加藤は新撰組副長土方歳三と共に会津若松で戦い、飯盛山に八門遁甲の陣を張って幕府軍の手助けをするが、坂上田村麻呂が蝦夷地制定の際に建てた石碑「つぼのいしぶみ」発見後は、イザナギ・イザナミが国生みに際して立てさせた天御柱たる瑠璃尺と、コンパスたる七支刀を巡り対峙する。奥州や蝦夷地に眠るヤマトに滅ぼされた民の怨霊と共に将門の霊を呼び覚まし、日本を滅ぼそうとする。函館五稜郭の戦いでは官軍との戦いと共に加藤率いる怨霊との戦いも描かれる。

ドーマンセーマンと五稜郭を絡ませるアイデアが決まった後は一気呵成という感じなのでしょうね、ノリに乗って書いている感じ。途中の描写から岡見が消えるのはミスとしても、幕末の妙なパワーがうまく帝都物語に溶け込んでいます。瑠璃尺と七支刀の件は妙な説得力があり、悪い物差しが生み出す政治不安や、有限と無限の隙間から這い出る魑魅魍魎など荒俣節も冴えます。おちょうの数学講座はかなり無理がありますが…。
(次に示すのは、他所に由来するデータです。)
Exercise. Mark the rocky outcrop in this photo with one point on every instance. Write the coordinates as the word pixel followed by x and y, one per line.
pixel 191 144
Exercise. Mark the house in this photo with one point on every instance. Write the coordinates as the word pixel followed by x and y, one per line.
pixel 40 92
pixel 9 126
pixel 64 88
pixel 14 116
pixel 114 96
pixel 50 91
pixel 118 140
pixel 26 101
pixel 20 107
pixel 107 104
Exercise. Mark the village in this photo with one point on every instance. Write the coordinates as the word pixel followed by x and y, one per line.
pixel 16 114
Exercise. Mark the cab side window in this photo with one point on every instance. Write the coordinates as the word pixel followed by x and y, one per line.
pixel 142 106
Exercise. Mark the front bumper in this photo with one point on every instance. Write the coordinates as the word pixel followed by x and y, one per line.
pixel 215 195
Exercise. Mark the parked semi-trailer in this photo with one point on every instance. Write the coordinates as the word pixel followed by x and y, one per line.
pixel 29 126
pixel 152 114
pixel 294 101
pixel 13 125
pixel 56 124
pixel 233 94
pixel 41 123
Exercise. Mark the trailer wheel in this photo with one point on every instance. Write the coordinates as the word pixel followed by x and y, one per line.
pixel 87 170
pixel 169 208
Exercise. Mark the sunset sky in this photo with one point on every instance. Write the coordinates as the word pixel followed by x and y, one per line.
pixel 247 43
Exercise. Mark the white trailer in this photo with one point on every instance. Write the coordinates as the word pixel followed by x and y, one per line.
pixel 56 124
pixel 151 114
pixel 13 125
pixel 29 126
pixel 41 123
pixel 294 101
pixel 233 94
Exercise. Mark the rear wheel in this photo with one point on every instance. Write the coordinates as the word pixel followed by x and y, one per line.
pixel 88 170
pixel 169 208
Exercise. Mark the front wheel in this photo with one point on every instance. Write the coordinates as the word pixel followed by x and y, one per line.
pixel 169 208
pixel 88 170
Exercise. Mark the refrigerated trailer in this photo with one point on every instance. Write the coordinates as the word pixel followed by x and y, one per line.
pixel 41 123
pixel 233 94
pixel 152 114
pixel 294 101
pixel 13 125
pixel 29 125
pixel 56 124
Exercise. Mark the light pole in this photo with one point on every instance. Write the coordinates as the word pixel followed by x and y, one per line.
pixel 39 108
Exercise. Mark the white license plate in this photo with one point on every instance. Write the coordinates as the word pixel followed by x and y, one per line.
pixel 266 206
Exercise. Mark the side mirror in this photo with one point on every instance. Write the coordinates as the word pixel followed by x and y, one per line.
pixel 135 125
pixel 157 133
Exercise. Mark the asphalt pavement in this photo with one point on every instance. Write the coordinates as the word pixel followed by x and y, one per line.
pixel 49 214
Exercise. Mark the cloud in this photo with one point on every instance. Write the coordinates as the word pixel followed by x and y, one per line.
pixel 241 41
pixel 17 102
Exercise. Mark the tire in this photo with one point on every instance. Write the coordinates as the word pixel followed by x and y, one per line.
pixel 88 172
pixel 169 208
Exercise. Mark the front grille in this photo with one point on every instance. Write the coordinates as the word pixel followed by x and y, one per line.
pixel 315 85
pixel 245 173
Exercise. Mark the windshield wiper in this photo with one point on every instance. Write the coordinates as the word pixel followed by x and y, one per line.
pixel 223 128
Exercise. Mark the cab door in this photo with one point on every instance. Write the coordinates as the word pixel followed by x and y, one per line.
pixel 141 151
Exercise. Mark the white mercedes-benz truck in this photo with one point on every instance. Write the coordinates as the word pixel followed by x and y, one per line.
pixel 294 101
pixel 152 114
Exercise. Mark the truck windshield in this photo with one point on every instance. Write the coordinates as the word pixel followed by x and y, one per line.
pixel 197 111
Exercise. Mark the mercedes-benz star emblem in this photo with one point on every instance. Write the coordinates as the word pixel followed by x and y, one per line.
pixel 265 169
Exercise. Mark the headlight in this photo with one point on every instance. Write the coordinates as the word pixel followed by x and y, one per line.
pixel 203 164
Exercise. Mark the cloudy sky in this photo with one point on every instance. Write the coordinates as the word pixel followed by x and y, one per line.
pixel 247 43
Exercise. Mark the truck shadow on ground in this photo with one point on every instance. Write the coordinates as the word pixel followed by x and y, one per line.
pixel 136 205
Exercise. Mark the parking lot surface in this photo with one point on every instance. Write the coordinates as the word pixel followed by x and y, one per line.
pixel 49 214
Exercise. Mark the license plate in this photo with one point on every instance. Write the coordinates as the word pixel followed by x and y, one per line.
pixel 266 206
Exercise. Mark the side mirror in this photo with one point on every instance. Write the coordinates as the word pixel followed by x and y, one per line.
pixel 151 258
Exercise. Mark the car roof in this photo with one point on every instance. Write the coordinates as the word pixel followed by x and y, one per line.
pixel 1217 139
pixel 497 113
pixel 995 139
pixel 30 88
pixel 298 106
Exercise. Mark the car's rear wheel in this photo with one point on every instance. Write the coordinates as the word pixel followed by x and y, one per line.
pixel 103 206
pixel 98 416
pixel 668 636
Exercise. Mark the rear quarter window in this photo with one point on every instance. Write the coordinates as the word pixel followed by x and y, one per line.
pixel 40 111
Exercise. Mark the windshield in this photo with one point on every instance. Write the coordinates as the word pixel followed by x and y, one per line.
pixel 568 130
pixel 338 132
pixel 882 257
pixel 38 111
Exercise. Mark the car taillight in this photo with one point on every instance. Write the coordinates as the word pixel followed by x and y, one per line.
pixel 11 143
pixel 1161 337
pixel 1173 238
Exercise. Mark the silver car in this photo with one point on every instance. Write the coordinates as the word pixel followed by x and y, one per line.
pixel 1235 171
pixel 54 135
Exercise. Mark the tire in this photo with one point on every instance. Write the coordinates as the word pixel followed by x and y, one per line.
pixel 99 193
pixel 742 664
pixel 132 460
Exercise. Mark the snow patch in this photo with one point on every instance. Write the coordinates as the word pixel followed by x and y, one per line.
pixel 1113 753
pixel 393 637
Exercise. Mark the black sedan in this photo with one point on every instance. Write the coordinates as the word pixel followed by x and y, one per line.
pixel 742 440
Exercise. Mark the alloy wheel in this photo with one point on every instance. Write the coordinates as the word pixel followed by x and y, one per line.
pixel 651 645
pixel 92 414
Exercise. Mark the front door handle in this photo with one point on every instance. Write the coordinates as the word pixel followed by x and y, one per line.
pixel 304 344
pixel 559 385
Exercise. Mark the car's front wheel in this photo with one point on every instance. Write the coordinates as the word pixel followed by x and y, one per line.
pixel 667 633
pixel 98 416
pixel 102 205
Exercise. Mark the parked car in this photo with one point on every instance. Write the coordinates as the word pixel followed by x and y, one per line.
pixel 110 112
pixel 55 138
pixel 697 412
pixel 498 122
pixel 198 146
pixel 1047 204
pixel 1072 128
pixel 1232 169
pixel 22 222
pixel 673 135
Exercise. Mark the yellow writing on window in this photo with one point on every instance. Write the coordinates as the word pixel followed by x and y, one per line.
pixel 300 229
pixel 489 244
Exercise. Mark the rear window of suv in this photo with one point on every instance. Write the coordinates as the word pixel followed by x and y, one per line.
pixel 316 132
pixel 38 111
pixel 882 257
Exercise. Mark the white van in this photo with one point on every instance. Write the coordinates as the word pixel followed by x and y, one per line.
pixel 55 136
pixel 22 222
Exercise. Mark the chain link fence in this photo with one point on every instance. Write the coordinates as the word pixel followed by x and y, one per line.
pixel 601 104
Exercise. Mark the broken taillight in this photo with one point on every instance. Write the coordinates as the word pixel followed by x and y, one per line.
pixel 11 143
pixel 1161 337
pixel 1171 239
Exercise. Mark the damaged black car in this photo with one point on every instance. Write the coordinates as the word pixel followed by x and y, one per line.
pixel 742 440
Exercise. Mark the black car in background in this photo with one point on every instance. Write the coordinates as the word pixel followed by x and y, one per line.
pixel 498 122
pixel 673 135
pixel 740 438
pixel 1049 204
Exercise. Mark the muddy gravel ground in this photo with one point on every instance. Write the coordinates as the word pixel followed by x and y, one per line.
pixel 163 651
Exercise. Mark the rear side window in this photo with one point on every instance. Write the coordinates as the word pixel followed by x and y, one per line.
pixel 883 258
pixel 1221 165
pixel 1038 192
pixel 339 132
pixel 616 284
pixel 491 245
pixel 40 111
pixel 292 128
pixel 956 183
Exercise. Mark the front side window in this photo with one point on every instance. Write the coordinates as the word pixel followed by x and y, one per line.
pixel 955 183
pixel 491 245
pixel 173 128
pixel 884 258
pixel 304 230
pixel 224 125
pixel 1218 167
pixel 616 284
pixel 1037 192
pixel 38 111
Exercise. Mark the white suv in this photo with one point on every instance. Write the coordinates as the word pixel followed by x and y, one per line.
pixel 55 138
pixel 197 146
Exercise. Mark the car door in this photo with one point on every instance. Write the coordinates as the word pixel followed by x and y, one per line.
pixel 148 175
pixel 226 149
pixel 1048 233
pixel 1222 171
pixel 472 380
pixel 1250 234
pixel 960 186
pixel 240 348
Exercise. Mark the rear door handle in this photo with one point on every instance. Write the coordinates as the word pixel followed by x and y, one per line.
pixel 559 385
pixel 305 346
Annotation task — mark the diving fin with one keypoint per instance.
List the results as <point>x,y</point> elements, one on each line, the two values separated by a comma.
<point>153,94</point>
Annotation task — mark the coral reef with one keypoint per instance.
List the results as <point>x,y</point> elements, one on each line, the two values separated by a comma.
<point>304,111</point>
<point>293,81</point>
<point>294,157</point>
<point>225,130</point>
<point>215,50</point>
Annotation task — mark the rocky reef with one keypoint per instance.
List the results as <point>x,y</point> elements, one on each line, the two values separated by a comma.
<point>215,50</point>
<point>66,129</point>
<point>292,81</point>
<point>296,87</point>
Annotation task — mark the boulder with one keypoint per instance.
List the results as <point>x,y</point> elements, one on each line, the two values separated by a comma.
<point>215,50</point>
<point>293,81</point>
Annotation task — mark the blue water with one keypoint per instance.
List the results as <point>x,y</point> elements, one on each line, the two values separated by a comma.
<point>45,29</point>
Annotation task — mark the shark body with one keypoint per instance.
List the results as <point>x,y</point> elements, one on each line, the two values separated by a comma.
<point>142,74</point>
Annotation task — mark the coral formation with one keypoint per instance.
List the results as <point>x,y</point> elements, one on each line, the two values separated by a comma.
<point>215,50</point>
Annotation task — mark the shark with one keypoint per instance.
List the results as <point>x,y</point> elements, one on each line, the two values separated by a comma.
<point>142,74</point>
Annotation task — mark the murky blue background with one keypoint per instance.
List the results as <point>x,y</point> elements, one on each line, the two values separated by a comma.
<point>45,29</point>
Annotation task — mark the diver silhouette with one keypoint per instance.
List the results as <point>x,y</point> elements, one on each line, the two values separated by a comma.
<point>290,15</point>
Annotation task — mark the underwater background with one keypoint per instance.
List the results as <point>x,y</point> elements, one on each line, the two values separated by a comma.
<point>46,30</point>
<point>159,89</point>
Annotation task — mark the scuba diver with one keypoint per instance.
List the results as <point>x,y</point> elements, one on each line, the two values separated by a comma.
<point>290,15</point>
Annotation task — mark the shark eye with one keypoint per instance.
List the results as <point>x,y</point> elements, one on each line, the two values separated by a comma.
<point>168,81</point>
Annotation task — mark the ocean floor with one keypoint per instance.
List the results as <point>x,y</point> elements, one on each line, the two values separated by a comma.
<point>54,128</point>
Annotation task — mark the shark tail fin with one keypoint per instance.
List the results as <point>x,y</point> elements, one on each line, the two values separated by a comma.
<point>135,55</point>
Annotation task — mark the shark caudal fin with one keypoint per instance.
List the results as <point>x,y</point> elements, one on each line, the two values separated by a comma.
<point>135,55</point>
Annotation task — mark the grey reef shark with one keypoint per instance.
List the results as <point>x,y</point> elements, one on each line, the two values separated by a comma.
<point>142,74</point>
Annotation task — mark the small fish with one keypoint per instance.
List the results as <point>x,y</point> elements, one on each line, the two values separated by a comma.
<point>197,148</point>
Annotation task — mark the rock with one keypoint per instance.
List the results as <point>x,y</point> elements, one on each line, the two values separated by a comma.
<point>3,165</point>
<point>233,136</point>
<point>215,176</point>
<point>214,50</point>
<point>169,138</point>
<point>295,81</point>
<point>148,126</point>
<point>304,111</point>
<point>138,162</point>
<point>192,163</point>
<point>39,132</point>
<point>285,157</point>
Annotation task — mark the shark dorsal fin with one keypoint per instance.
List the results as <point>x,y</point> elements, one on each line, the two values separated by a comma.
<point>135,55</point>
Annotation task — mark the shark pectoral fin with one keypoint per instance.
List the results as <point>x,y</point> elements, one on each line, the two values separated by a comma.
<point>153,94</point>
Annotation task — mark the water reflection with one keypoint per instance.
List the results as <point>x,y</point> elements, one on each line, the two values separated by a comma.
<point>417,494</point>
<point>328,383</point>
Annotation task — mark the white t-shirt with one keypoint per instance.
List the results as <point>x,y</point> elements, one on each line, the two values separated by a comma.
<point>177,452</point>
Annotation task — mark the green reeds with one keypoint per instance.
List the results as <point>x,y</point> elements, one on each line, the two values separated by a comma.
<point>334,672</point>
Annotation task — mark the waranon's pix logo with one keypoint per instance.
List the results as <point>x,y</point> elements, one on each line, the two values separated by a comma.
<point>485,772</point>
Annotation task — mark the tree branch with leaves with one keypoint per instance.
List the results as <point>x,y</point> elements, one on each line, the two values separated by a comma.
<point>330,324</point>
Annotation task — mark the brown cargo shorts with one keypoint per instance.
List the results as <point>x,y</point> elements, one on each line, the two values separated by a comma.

下巻400ページ付近の、おちょうと加藤のやり取りがいいですね。様々な神を奉る加藤に邪道の一言を浴びせるおちょう。国学こそまやかしの純粋さに過ぎぬと加藤。後者を正しく思います。

ちなみに本書は『帝都幻談』の続編。文庫化されていないため読み飛ばしてしまいました。単行本を入手したものの、この水木しげるのカバー絵だかジャケット絵はひどくないかい…。